Exercise and Rehabilitation for PLS
Exercise and rehabilitation in PLS are not about pushing through to maintain fitness in the conventional sense. They are about managing spasticity, preserving functional movement, reducing fall risk, and maintaining the muscle tone and flexibility that spastic disease will otherwise rob you of. The evidence supports staying active — carefully, with guidance, and adjusted as the disease evolves.
What the evidence actually says
The Cochrane review on therapeutic exercise in ALS and motor neuron disease (2019), published in PMC, found low-to-moderate quality evidence that aerobic and resistance exercise may slow decline in functional scales like the ALSFRS-R. The review concluded that exercise is likely safe when properly prescribed, but that clinical benefit remains incompletely established, and that exercise should be individualized and moderate in intensity.
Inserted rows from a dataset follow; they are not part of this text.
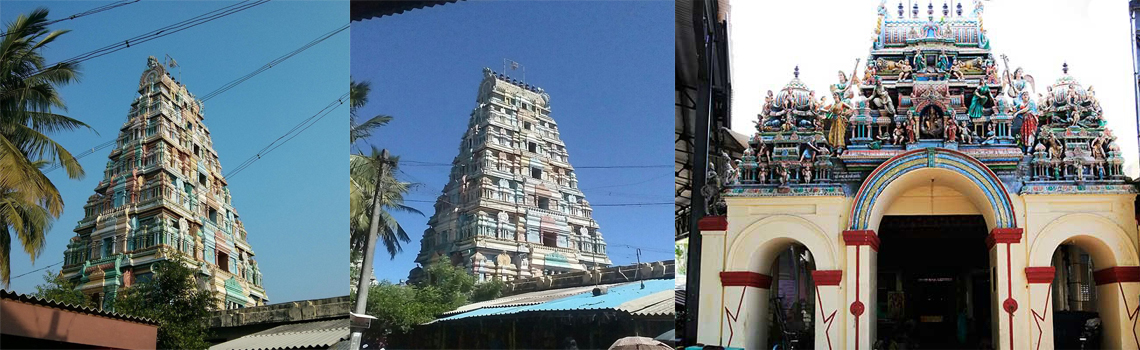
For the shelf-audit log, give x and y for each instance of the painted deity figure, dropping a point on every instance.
(943, 63)
(897, 137)
(950, 130)
(882, 100)
(919, 62)
(840, 111)
(1027, 110)
(905, 71)
(955, 70)
(768, 116)
(982, 96)
(991, 71)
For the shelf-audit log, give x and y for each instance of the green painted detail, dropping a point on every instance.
(234, 292)
(558, 260)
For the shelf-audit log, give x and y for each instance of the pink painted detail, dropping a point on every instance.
(857, 308)
(1009, 304)
(1132, 314)
(733, 318)
(1039, 275)
(827, 319)
(1037, 318)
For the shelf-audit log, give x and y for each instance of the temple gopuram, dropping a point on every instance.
(512, 208)
(938, 197)
(163, 197)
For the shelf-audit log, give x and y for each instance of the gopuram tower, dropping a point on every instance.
(512, 208)
(163, 195)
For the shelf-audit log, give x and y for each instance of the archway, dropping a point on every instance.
(748, 281)
(1083, 266)
(889, 190)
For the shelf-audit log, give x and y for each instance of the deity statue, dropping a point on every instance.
(982, 96)
(991, 72)
(950, 131)
(733, 173)
(782, 173)
(1017, 82)
(991, 136)
(897, 136)
(919, 62)
(841, 110)
(943, 63)
(1098, 147)
(931, 124)
(881, 99)
(955, 70)
(968, 135)
(768, 116)
(912, 129)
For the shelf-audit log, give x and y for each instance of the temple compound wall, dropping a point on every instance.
(933, 128)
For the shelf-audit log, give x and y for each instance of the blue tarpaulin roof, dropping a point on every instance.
(613, 299)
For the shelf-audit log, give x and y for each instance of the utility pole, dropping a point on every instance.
(360, 319)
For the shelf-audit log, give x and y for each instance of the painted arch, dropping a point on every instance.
(998, 205)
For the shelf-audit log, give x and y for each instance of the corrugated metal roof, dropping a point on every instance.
(659, 303)
(616, 296)
(526, 299)
(56, 304)
(302, 335)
This is honest — not a ringing endorsement, not a dismissal. The APTA (American Physical Therapy Association) Degenerative Diseases SIG 2022 fact sheet is more specific: it states that moderate aerobic exercise and resistance training are generally considered safe in early-to-mid stage motor neuron disease, and that exercise prescriptions must be individualized and adjusted for disease stage.
For PLS specifically, the evidence base is smaller than for ALS (because PLS is rarer), but the underlying physiology provides some guidance. PLS is a pure upper motor neuron disease — muscles are not denervated, they are under abnormal tonic excitation. This means muscle strengthening is physiologically meaningful in a way it may not be in lower motor neuron disease. The risk of overuse weakness that is a concern in ALS — where already-denervated muscle fibers may be damaged by heavy exercise — is less central to PLS management.
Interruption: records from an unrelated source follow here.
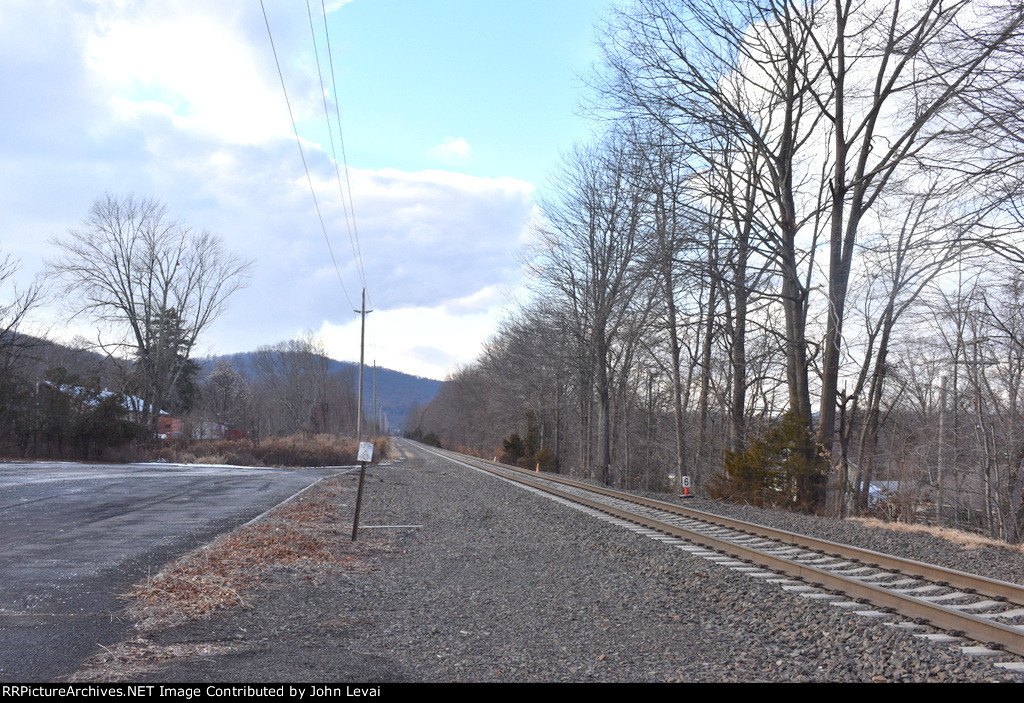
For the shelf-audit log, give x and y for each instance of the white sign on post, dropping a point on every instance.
(366, 451)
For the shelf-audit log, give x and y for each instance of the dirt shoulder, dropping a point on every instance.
(269, 602)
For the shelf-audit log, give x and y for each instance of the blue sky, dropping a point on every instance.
(455, 115)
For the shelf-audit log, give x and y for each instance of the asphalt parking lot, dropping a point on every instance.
(75, 536)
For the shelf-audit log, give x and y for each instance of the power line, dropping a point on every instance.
(341, 136)
(302, 154)
(350, 206)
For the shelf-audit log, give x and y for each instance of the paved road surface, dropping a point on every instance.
(74, 536)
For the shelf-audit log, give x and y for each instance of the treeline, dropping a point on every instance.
(153, 286)
(790, 267)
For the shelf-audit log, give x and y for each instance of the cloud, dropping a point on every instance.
(146, 98)
(452, 150)
(427, 342)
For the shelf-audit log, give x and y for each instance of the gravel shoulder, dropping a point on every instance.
(502, 585)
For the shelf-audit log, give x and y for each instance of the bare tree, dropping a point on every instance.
(153, 281)
(592, 250)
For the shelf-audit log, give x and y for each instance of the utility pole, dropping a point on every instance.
(358, 413)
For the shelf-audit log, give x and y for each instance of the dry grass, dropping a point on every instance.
(295, 450)
(968, 539)
(304, 536)
(307, 538)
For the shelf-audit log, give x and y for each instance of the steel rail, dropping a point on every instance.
(981, 629)
(962, 580)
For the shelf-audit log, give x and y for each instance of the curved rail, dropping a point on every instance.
(778, 556)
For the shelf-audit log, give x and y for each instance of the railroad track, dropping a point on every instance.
(964, 605)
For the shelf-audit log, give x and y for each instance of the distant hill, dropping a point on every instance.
(396, 392)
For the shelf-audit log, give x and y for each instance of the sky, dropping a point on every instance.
(455, 115)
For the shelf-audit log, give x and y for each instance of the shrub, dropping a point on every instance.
(778, 469)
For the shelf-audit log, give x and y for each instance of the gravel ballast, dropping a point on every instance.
(500, 584)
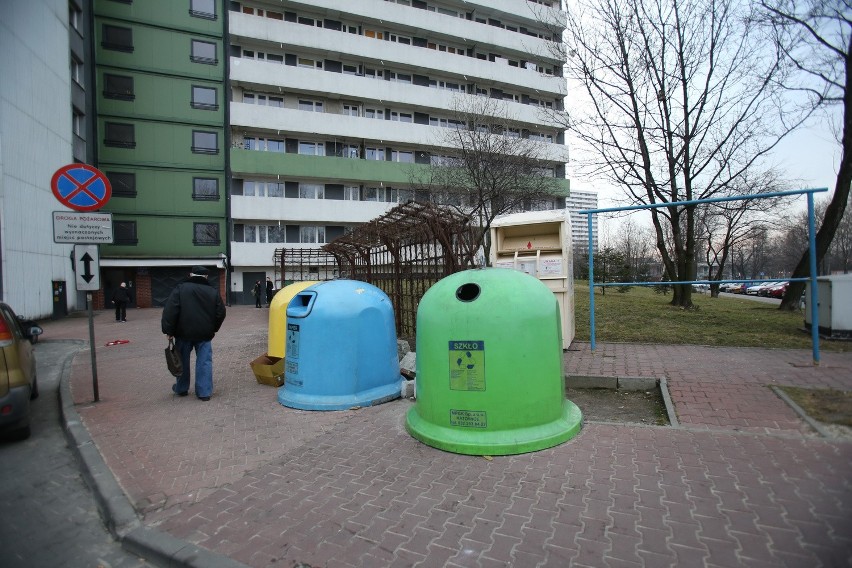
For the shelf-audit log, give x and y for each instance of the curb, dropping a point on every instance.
(115, 508)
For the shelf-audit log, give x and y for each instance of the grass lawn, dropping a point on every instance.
(643, 316)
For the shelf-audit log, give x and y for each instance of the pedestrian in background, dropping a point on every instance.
(120, 298)
(270, 291)
(256, 292)
(193, 314)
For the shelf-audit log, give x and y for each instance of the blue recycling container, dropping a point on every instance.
(340, 348)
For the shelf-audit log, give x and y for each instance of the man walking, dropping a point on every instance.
(270, 291)
(120, 298)
(193, 314)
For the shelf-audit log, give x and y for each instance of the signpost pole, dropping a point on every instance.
(92, 346)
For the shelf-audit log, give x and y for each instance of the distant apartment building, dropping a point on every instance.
(334, 102)
(580, 201)
(230, 130)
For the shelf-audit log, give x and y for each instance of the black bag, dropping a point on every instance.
(173, 361)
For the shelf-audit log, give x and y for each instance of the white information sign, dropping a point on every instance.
(78, 227)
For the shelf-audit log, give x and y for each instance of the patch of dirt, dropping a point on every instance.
(833, 408)
(826, 405)
(627, 406)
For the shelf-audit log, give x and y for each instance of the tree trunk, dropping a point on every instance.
(837, 206)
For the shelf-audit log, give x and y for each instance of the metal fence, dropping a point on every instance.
(403, 253)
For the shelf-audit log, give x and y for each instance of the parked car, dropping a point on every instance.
(754, 289)
(18, 381)
(776, 291)
(734, 288)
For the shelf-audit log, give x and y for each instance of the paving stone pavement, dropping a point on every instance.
(743, 482)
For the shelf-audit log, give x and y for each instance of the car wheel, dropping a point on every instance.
(20, 433)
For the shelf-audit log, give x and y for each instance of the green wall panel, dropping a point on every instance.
(167, 13)
(161, 144)
(160, 97)
(169, 192)
(166, 237)
(159, 50)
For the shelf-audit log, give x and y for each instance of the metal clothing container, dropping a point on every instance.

The Spastic Paraplegia Foundation, which covers PLS and hereditary spastic paraplegia, recommends physical therapy and exercise to maintain strength, balance, and walking endurance — with appropriate safety precautions given the elevated fall risk in spastic gait.
Physical therapy: what to work on and why
Physical therapy for PLS is distinct from general fitness programming. A PT experienced in upper motor neuron conditions (including PLS, HSP, and spastic cerebral palsy) understands the difference between a muscle that is weak and one that is hypertonic, and knows that the primary therapeutic targets are different.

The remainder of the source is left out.